Pathophysiology and prevalence, alpha blockade and combination therapy of benign prostatic hyperplasia

The pathophysiology of benign prostatic hyperplasia (BPH) is poorly understood. The concept that prostatic enlargement leads to obstruction and lower urinary tract symptoms is an oversimplification. The pathophysiology of lower urinary tract infections in the aging male is likely multifactorial. Randomized clinical trials have consistently demonstrated the safety and effectiveness of alpha(1)-blockers for the treatment of BPH. The primary advantage of the long-acting alpha(1)-blockers such as terazosin, doxazosin and tamsulosin is related to the longer half-lives that allow for once-daily dosing. This has important implications related to compliance and tolerability. The treatment response to alpha(1)-blockers is achieved rapidly, the improvements in symptoms and bladder outlet obstruction are clinically and statistically significant, and the therapeutic response is durable.
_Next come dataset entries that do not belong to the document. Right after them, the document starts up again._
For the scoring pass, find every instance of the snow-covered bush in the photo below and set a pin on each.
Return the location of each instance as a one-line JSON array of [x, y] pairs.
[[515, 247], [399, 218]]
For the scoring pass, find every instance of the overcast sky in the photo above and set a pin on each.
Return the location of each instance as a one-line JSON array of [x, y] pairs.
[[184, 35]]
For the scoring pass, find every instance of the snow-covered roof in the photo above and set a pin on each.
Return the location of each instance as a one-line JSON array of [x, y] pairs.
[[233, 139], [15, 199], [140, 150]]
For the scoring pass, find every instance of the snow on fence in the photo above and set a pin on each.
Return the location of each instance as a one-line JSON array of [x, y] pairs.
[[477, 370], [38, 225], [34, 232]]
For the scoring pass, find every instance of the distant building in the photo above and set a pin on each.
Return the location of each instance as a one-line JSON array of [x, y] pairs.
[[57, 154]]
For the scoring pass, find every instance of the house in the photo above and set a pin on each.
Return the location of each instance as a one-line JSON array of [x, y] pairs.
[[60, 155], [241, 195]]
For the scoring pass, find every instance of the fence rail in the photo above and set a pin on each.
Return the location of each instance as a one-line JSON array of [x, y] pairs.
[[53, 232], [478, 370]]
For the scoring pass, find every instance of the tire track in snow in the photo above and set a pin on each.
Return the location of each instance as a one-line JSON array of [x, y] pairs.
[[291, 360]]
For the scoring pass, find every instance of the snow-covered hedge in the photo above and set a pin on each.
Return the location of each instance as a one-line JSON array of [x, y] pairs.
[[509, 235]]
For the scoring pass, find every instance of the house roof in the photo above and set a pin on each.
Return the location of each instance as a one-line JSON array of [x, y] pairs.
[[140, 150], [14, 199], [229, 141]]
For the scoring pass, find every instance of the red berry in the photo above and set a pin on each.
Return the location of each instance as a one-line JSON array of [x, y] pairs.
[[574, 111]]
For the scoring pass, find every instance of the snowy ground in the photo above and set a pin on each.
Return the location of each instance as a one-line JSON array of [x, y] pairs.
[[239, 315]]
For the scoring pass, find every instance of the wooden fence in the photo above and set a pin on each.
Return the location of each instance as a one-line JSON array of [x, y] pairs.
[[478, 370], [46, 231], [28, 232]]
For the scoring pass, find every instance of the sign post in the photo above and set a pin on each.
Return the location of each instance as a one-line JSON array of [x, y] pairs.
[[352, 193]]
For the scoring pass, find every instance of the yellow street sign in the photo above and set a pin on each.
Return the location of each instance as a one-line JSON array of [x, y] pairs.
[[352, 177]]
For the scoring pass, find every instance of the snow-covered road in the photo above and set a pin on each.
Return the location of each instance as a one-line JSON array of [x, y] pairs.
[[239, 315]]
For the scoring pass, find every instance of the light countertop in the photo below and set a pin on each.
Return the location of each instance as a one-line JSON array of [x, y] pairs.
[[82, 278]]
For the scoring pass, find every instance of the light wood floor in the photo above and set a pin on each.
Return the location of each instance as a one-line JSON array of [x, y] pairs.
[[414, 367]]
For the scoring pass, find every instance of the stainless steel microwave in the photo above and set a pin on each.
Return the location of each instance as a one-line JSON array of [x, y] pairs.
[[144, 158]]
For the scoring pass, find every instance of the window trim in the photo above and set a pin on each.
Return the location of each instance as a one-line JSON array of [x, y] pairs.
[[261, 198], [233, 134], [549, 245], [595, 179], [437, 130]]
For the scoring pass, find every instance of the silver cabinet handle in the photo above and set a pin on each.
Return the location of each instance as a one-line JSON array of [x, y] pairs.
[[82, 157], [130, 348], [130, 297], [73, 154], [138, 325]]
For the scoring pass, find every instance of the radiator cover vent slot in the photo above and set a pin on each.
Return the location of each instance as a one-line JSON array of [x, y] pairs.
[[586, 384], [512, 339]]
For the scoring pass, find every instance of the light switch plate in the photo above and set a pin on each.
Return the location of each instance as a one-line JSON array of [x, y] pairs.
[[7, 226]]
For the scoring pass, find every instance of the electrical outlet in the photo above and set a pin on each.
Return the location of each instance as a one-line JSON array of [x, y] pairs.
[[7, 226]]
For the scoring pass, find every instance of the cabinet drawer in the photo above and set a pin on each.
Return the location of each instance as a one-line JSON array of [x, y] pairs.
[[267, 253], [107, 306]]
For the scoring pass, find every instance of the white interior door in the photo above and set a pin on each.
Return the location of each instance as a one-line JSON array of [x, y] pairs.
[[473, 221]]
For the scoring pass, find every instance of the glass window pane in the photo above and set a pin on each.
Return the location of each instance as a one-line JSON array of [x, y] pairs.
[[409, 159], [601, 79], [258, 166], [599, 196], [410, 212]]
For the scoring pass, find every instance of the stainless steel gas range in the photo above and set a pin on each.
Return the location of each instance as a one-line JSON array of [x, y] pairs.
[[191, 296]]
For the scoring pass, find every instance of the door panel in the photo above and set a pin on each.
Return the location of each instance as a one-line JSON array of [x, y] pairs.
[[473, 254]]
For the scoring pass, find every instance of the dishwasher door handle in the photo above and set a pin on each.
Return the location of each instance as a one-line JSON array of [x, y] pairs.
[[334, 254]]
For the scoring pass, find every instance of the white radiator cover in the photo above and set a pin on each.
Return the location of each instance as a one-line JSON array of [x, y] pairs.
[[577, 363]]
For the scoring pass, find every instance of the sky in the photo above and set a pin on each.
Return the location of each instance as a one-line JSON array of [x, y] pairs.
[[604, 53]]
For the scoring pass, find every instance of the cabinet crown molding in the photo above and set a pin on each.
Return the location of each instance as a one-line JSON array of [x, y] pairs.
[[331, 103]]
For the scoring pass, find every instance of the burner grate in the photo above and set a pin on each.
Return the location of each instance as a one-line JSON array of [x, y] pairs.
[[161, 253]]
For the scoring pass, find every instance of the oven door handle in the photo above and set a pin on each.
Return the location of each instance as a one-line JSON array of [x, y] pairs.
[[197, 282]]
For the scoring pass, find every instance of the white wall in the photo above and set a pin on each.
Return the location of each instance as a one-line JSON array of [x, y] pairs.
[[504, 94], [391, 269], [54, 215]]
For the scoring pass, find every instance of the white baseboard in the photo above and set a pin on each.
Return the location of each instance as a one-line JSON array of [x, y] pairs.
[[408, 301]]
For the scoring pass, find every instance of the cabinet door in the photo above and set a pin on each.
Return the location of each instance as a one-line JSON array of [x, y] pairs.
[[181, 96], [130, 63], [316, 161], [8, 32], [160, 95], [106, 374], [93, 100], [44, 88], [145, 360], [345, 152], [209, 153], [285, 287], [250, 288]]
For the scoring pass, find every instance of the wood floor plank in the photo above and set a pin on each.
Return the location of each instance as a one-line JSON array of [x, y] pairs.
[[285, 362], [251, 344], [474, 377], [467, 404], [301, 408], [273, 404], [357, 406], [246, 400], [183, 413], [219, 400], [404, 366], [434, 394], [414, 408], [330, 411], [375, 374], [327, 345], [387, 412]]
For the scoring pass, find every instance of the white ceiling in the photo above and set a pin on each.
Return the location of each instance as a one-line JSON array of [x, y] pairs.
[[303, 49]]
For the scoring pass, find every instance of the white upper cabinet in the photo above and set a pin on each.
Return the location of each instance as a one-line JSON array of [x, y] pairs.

The development of alpha(1)-subtype selective antagonists may provide the opportunity to further improve the tolerability of alpha-blockade for the treatment of BPH. 5 alpha-Reductase inhibitors represent another medical therapy for the treatment of BPH. The Veterans Administration Cooperative Study on the Medical Management of BPH compared the alpha(1)-blocker terazosin to the 5 alpha-reductase inhibitor finasteride. The study reported that the improvements in symptoms and peak flow rate were equivalent in the placebo and finasteride groups. Finasteride exhibited a measurable improvement only in men with large prostates. Terazosin was effective in men independent of prostate volume. The treatment-related improvement for terazosin was 3-fold greater than finasteride in men with large prostates. In general, combination therapy was no more effective than terazosin alone. This is due to the limited effectiveness of finasteride. A potential indication of combination therapy would be a patient with a large prostate who exhibits a partial response to an alpha(1)-blocker.